Es jardinero. Trabaja a tiempo parcial, cuando lo llaman, en la cafetería que han abierto hace unos 5 años en el parque. Se trata de un sitio casi onírico, que parece salido del libro Como Agua Para Chocolate, de Laura Esquivel. Lo han decorado con todo tipo de adornos afrancesados, lucecitas y velas; siempre hay música bien, clásica o melodías de piano, para que no estorbe.
Hay Internet wifi y por ello no es raro que la gente se quede sentada ahí horas, a desayunar o a leer el diario, que ofrecen gratuitamente. La mayoría son gente adinerada y jubilados, que disfrutan de este rincón a un tiro de piedra del centro de Roma y en medio del área verde más grande de la ciudad. Muchos pertenecen a esa singular raza que integran los izquierdistas "radical chic", como llamaba el periodista Indro Montanelli a los revolucionarios de salón.
A los dueños del café les va muy bien, sin lugar a dudas. A los que vienen aquí no les importa pagar por un café 1 euro, cuando las demás cafeterías de Roma cobran apenas 70 ó 80 centésimos. Y hay todo tipo de pasteles, brownies, cheese cakes y bizcochos de hojandre y crema, que son servidas en unas graciosas mesitas de madera de estilo retrò.

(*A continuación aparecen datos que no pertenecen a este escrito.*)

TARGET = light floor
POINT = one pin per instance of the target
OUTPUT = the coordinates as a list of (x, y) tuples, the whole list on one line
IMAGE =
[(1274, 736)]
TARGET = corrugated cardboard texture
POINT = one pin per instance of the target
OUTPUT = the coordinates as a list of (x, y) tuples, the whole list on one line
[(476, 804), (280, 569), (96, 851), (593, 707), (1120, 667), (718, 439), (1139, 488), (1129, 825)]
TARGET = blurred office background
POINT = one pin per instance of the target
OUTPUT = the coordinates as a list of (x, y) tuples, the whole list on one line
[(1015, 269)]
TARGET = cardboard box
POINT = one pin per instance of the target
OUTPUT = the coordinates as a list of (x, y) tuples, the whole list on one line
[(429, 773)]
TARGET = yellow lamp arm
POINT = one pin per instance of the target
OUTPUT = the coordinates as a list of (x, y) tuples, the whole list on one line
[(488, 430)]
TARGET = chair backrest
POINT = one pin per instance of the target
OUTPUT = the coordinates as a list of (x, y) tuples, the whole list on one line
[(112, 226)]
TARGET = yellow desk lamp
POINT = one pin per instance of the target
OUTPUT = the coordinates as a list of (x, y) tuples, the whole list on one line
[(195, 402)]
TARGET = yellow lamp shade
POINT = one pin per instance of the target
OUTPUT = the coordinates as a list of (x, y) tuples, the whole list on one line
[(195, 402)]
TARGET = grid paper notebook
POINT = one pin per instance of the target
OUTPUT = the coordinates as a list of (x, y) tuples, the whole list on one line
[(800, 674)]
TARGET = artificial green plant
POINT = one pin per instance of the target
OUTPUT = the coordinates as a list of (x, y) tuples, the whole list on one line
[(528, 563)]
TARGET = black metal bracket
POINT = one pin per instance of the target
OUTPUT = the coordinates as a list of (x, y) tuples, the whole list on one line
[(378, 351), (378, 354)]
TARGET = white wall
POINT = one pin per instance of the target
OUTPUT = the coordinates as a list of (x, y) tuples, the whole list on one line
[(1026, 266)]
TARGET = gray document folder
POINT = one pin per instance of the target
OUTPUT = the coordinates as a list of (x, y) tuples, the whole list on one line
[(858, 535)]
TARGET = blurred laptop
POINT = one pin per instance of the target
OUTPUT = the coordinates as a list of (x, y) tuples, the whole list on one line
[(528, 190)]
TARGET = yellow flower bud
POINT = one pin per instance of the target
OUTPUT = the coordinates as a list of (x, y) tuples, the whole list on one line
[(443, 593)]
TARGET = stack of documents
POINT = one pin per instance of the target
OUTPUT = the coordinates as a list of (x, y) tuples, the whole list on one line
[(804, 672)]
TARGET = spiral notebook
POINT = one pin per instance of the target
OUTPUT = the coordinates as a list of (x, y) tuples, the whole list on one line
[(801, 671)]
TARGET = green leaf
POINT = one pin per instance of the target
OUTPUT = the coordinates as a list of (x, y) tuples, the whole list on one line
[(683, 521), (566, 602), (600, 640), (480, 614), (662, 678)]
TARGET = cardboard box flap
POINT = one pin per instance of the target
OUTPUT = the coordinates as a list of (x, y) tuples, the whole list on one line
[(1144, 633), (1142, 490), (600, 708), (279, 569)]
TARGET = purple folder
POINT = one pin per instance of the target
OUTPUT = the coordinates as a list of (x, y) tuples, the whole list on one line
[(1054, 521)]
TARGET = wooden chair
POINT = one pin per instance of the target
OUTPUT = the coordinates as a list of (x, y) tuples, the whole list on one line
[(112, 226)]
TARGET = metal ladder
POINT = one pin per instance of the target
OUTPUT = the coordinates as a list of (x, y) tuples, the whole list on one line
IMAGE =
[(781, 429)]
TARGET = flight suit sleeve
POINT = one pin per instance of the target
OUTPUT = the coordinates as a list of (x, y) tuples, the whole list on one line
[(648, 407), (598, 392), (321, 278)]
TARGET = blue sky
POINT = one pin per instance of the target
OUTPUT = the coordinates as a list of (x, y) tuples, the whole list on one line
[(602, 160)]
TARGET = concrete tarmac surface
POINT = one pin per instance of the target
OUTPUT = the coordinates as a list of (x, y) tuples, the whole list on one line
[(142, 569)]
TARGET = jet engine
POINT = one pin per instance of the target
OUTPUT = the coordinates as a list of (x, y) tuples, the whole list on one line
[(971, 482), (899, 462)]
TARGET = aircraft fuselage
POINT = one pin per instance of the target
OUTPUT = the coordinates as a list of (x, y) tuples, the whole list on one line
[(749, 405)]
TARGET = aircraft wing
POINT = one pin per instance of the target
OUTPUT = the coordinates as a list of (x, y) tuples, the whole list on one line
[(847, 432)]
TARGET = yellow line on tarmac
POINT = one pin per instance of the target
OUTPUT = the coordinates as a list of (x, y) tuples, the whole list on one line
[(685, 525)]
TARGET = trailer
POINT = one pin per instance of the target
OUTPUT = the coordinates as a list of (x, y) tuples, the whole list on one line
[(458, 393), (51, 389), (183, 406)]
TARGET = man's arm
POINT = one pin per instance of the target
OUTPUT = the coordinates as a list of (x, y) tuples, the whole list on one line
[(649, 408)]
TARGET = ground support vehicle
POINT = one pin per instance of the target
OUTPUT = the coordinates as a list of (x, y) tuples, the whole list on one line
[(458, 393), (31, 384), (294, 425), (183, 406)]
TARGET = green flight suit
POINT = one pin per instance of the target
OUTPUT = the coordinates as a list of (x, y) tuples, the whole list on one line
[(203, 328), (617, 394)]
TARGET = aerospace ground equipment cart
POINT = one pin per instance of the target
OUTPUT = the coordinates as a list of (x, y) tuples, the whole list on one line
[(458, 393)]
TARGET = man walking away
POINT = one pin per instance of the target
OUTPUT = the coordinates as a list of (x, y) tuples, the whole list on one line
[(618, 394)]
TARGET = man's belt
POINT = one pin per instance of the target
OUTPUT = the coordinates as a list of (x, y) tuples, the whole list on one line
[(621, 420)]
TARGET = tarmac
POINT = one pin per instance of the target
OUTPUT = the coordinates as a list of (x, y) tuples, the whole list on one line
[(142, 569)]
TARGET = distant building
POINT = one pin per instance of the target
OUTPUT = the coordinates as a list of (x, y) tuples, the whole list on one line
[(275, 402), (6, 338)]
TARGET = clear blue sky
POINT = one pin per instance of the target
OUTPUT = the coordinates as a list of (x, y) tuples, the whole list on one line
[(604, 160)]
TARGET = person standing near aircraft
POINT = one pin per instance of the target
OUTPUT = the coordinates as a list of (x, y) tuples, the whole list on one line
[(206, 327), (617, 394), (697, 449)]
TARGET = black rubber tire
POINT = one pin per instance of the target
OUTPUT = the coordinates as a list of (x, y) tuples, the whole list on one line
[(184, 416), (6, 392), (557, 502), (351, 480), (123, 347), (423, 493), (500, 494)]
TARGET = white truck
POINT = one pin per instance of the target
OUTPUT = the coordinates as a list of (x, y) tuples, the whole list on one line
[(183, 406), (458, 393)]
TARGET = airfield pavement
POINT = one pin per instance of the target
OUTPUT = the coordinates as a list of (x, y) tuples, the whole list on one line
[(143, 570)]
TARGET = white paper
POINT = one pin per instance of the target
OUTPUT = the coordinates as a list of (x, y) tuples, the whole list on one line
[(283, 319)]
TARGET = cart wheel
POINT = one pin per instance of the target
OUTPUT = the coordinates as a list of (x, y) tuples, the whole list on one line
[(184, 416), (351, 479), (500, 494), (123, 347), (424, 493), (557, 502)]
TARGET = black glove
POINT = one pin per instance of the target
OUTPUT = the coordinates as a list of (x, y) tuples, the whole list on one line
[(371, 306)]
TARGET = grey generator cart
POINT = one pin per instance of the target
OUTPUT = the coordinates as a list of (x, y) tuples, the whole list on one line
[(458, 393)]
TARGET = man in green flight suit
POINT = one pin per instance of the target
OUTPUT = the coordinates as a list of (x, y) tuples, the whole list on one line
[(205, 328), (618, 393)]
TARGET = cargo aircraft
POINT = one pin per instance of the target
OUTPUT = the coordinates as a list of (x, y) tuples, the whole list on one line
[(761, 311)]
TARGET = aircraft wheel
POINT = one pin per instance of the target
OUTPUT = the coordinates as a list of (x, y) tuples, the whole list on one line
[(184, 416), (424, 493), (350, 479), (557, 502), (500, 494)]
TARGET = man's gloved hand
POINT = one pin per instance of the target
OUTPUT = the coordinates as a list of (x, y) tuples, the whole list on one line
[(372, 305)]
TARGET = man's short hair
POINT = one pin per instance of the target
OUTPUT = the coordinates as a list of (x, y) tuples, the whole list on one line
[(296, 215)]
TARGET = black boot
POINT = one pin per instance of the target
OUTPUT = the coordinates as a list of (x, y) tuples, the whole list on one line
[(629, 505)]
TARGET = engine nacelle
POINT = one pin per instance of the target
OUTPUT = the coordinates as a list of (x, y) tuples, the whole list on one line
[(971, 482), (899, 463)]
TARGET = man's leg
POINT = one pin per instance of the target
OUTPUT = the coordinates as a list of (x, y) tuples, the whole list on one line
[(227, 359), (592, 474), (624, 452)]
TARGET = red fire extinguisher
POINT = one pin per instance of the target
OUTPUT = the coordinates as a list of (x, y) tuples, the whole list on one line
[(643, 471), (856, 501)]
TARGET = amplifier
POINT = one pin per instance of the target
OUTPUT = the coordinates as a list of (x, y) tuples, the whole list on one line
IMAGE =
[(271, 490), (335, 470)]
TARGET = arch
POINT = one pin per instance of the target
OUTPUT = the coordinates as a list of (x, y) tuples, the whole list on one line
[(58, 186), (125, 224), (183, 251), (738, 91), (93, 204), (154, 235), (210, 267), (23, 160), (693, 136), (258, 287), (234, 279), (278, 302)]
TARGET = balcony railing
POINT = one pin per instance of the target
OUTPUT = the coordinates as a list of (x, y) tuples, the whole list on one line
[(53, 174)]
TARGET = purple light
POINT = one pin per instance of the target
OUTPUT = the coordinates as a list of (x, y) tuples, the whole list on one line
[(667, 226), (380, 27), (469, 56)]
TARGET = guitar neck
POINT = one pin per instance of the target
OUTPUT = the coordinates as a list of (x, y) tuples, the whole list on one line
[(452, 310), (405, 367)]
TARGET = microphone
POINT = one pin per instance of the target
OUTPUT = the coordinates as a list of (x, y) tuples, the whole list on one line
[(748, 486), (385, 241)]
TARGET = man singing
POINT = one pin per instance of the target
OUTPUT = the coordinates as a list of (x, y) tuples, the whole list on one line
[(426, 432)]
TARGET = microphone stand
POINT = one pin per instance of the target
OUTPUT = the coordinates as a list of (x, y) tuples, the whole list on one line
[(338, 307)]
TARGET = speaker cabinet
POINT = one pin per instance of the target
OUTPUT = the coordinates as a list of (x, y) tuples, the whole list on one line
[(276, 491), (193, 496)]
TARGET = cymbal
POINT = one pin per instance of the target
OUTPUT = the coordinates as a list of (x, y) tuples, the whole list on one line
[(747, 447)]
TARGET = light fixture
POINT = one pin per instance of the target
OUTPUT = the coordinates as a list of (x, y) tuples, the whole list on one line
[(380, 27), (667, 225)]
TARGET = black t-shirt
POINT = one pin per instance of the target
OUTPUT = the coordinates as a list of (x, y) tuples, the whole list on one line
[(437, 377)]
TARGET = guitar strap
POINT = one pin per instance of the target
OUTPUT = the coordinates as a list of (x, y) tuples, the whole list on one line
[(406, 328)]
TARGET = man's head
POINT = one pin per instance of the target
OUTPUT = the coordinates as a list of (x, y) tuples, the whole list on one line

Guillermo ahora no está. Regresó a Cuba hace unos 2 meses y quizás, dijo, volverá en enero o febrero. Estaba contento de irse. Quién lo hubiera dicho. Cuando llegó a Italia, hace unos 3 años, tenía muchas ilusiones. Siempre hablaba de su vida allá, de las restricciones y de cómo aquello lo tenía harto.
Ya no lo repite tanto. Siempre sonríe. Eso sí. Pero ha perdido la ilusión. "Me volvería a Cuba",  hasta me dijo un día. No pregunté por qué. Los ratos que transcurro con él son momentos de descanso y, desde tiempo, me obligo a no hacer preguntas cuando no es necesario. Sin embargo, no he podido evitar enterarme. Hablamos mucho.
Me contó que no tiene contrato, nunca se lo han hecho, a pesar de que lo ha pedido. Por tanto, no sabe si algún día lo despedirán sin más ni menos. Además, al no estar en una posición laboral legal, tampoco cotiza y no tendrá derecho a una pensión cuando envejezca. Ya lleva muchos años así, no le queda otra. Es lo que hay y se tiene que conformar con eso, más aún en épocas de crisis.
Guillermo dice  que las cosas ahora van mejor en Cuba. El gobierno de Raúl Castro, asegura, es más permisivo. Y él, que no tiene filiación política, se da cuenta que es un lujo lo de tener educación y sanidad de forma prácticamente gratuita. El comunismo y el socialismo, dice, tienen sus lados positivos. "Ahí está lo de Yugoslavia antes". 
No es el único que se queja. Muchos de los trabajadores de la cafetería son latinoamericanos. De Ecuador, Venezuela y Bolivia. Gente muy tranquila y trabajadora. Los veo yo. Algunos días, hasta me detengo a escuchar sus conversaciones. Hablan en voz baja y se quejan de la dueña, una mujer que anda vestida con esas típicas prendas de colores y de estilo bohemio y se resiste a pagarles las horas extras.
No sé qué opinan ellos de Italia, pero, violando otra vez mi regla, algún día preguntaré.